The component dynamically updates its UI based on user input and the upstream data structure, enhancing user experience and ensuring clarity about available actions.
Settings
Detailed Settings Overview
1. Extraction Mode
- Name:
extractionMode - Input Type: Dropdown
- Description: This setting allows users to choose how text is extracted from the PDF. Options include:
- Text Only: Extracts raw text from the PDF with no AI integration.
- AI Summary: Extracts text and produces a summary using AI capabilities.
- AI Key Extraction: Extracts specific elements like names, dates, and terms using AI.

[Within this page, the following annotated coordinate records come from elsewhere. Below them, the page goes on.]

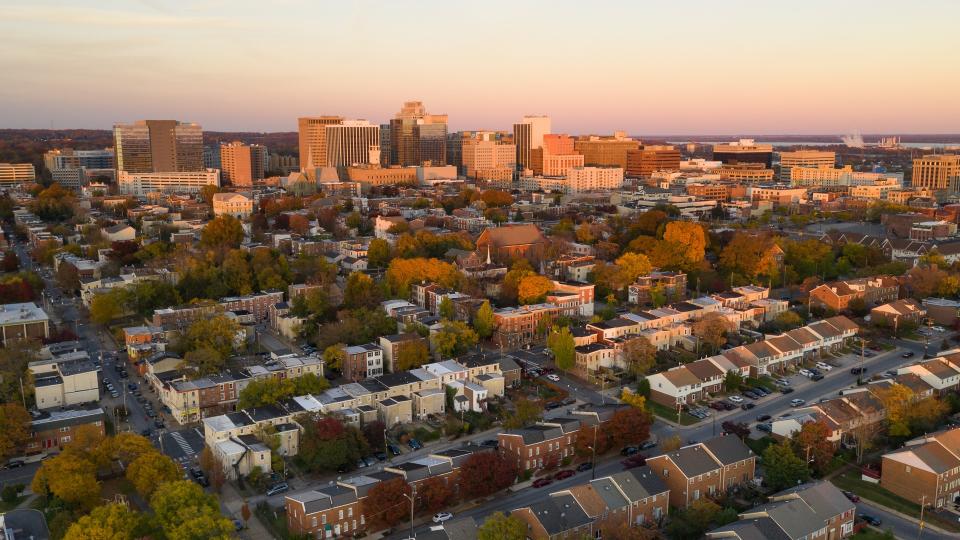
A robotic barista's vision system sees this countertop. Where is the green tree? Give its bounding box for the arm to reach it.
[430,321,477,357]
[547,326,577,371]
[473,300,494,339]
[477,512,527,540]
[200,215,243,249]
[63,503,149,540]
[763,440,810,491]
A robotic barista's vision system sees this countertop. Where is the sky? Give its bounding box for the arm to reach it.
[0,0,960,135]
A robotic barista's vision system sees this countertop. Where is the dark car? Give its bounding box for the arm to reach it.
[533,478,553,487]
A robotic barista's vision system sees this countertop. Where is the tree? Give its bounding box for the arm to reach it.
[417,476,456,514]
[63,503,147,540]
[367,238,392,268]
[430,321,477,357]
[396,339,430,371]
[623,336,657,376]
[150,480,234,540]
[363,478,412,530]
[517,274,553,304]
[547,326,577,371]
[473,300,494,339]
[763,440,810,491]
[323,343,347,371]
[460,451,517,499]
[477,512,527,540]
[609,408,652,446]
[793,420,836,474]
[691,313,733,351]
[200,214,243,249]
[503,397,543,429]
[0,402,32,460]
[126,452,180,498]
[343,272,380,308]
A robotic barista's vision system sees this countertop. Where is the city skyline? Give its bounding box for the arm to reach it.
[0,1,960,135]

- Custom Prompt: Allows for text extraction followed by processing using a user-defined AI prompt.
- Default Value:
text_only
2. Custom Prompt
- Name:
customPrompt - Input Type: Textarea
- Description: When the extraction mode is set to 'custom', users can enter a custom prompt here. The placeholder
{{text}}can be used within the prompt to represent the extracted text. This enables advanced users to apply tailored AI processing to the extracted content. - Default Value:
''(empty string)
3. Output Column
- Name:
outputColumn - Input Type: String
- Description: This defines the name of the column where the extracted text will be stored. A secondary column indicating the number of pages extracted (e.g.,
pdf_text_pages) is automatically generated. - Default Value:
pdf_text
4. Max Pages
- Name:
maxPages - Input Type: Numeric
- Description: Specifies the maximum number of pages to extract from each PDF. This can help control performance, especially for larger documents.
- Default Value:
10 - Note: Ranges from 1 to 50. Extracting more pages may slow down processing.
5. PDF URL Column
- Name:
urlColumn - Input Type: Dropdown (shown only if no file upload is detected)

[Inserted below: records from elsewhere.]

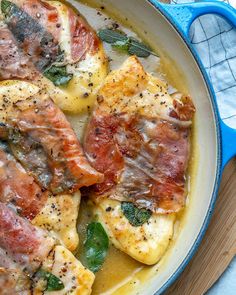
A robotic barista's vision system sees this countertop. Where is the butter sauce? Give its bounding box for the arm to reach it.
[62,0,198,295]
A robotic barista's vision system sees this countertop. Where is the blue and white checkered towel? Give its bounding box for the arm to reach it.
[171,0,236,128]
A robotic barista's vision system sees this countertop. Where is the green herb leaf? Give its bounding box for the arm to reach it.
[121,202,152,226]
[43,66,73,86]
[112,38,130,51]
[1,0,14,17]
[36,269,65,291]
[98,29,158,57]
[84,222,109,272]
[128,38,154,57]
[98,29,128,44]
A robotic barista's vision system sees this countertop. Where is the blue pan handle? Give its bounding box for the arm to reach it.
[150,0,236,168]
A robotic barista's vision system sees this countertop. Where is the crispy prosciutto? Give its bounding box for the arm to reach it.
[0,98,103,194]
[0,0,100,80]
[0,145,48,219]
[0,203,54,272]
[84,57,195,214]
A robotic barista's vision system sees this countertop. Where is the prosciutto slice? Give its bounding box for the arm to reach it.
[0,144,48,219]
[84,57,195,214]
[0,0,100,81]
[2,99,103,194]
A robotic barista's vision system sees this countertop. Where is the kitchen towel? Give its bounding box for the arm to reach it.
[171,0,236,128]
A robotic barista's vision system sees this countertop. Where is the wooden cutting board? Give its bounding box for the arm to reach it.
[165,159,236,295]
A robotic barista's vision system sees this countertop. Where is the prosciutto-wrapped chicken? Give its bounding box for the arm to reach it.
[0,0,107,112]
[0,144,48,219]
[0,91,103,194]
[84,57,195,264]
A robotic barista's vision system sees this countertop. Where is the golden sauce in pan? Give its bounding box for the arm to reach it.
[62,1,197,295]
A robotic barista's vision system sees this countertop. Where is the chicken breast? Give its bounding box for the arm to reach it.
[0,0,107,113]
[0,81,103,194]
[84,57,195,265]
[33,246,95,295]
[32,192,80,252]
[0,203,54,273]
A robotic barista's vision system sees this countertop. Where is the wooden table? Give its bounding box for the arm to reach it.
[166,159,236,295]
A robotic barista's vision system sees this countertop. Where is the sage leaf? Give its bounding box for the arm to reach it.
[128,38,154,57]
[112,38,130,51]
[98,29,158,57]
[84,222,109,273]
[1,0,14,17]
[36,269,65,291]
[43,65,73,86]
[98,29,128,44]
[121,202,152,227]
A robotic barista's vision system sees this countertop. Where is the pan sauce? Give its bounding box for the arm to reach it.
[62,1,197,295]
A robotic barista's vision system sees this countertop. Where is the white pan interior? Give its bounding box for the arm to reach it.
[72,0,218,295]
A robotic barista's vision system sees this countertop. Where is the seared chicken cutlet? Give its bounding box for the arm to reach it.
[0,0,107,113]
[0,80,97,295]
[0,82,103,194]
[84,57,195,264]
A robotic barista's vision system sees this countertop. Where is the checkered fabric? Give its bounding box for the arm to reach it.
[171,0,236,128]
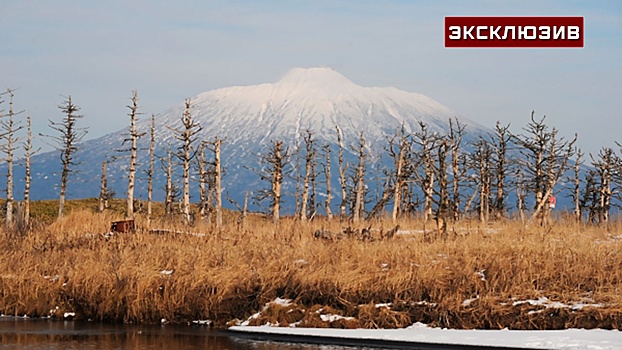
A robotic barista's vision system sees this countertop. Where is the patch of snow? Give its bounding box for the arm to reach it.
[462,295,479,307]
[192,320,212,326]
[374,303,393,309]
[320,314,354,322]
[272,297,292,307]
[476,269,486,281]
[512,297,604,310]
[229,323,622,350]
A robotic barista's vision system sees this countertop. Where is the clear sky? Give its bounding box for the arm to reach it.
[0,0,622,152]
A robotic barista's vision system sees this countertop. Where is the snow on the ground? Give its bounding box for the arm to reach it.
[512,297,604,310]
[239,297,292,327]
[229,323,622,350]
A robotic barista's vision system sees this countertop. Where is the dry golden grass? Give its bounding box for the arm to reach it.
[0,201,622,329]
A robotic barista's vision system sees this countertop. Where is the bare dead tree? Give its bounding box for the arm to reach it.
[322,143,333,220]
[309,147,317,220]
[591,147,621,225]
[516,164,527,223]
[352,131,366,222]
[388,124,411,223]
[294,138,302,218]
[147,114,155,224]
[24,115,40,228]
[197,142,210,222]
[123,90,145,218]
[208,137,223,227]
[99,161,112,213]
[169,99,202,223]
[225,191,248,230]
[514,112,577,224]
[336,126,348,218]
[471,140,493,222]
[571,148,583,222]
[255,140,289,224]
[48,96,87,219]
[434,138,451,232]
[300,130,315,221]
[490,122,512,220]
[411,121,438,222]
[447,118,466,220]
[161,147,179,217]
[0,89,23,227]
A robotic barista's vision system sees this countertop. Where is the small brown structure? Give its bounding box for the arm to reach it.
[110,220,136,233]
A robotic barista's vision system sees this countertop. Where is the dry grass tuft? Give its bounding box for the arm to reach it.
[0,203,622,329]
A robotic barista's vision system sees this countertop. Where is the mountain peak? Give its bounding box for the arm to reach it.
[277,67,357,89]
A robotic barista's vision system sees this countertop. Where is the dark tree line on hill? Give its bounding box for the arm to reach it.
[0,89,622,233]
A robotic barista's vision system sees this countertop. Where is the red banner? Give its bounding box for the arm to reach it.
[445,17,585,48]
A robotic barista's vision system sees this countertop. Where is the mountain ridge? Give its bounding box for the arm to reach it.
[7,67,490,212]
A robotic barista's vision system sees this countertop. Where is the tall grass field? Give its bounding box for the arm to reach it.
[0,200,622,330]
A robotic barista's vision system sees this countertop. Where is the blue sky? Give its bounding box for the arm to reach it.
[0,0,622,152]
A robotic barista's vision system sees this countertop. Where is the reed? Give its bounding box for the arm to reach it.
[0,203,622,329]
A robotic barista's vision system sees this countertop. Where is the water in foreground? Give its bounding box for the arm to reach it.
[0,317,390,350]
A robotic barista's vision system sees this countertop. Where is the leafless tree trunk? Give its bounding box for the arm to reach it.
[198,142,210,219]
[24,116,38,228]
[473,140,492,222]
[412,122,438,222]
[516,165,526,224]
[0,89,22,227]
[592,147,621,225]
[572,149,583,222]
[323,143,333,220]
[336,126,348,218]
[255,140,289,224]
[164,148,175,215]
[124,90,144,218]
[99,161,108,213]
[448,118,466,220]
[169,99,202,223]
[294,139,302,218]
[389,124,410,223]
[300,130,315,221]
[491,122,512,220]
[147,114,155,224]
[212,137,222,227]
[514,112,577,225]
[352,131,365,222]
[50,96,87,219]
[435,139,450,231]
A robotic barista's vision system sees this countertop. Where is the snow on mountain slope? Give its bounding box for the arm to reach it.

- Description: Identifies the column in the dataset that contains URLs leading to the PDFs to be processed. This facilitates the extraction process without requiring direct file uploads.
- Default Value:
pdf_url
Data Expectations
The PdfExtractNodeEditor expects the following data inputs:
- Upstream Columns: The component retrieves the available columns from upstream nodes, particularly looking for files with base64 content or a column with PDF URLs.
- PDF Format: The PDFs should ideally be well-structured since the extraction effectiveness can vary depending on the PDF formatting.
- AI Integration: For modes utilizing AI, the platform must be configured appropriately with an AI service to perform necessary computations.
AI Integrations
The component incorporates AI functionalities in several extraction modes:
- AI Summary and AI Key Extraction modes leverage advanced AI algorithms to analyze the text extracted from the PDFs.
- Users must ensure proper integration and access to AI services governed by their Vantage account settings, which may have billing implications based on the volume of AI processing used.
Billing Impacts
The use of AI-enhanced extraction modes may incur additional costs based on the data processed and specific terms outlined in Vantage's billing policy. Users are advised to review their current subscription plan to understand any extra charges related to AI usage, particularly when dealing with large volumes of documents or frequent AI-based processing requests.
Use Cases & Examples
Use Cases
-
Invoice Processing: Automating the extraction of invoice details such as vendor names, dates, and amounts from PDFs, enabling automated accounts payable processes.
-
Contract Analysis: Extracting key contractual terms from legal documents for compliance tracking and analysis by legal teams.
-
Data Entry Automation: Reducing manual data entry workload in scenarios such as digitizing form submissions by extracting fields from PDF forms.
Example Configuration
Use Case: Invoice Processing
-
Scenario: A finance department needs to extract invoice information from a series of received PDF invoices for automated tracking.
-
Configuration:
- Extraction Mode: AI Key Extraction (to capture vendor names, dates, and amounts)
- Output Column:
invoice_data - Max Pages:
50(to ensure all relevant invoice pages are processed) - PDF URL Column:
invoice_url(the column containing links to the invoice PDFs)
Sample Configuration Data:
{
"extractionMode": "ai_extract",
"outputColumn": "invoice_data",
"maxPages": 50,
"urlColumn": "invoice_url"
}This configuration targets the automation of invoice processing while leveraging AI to ensure key details are accurately captured.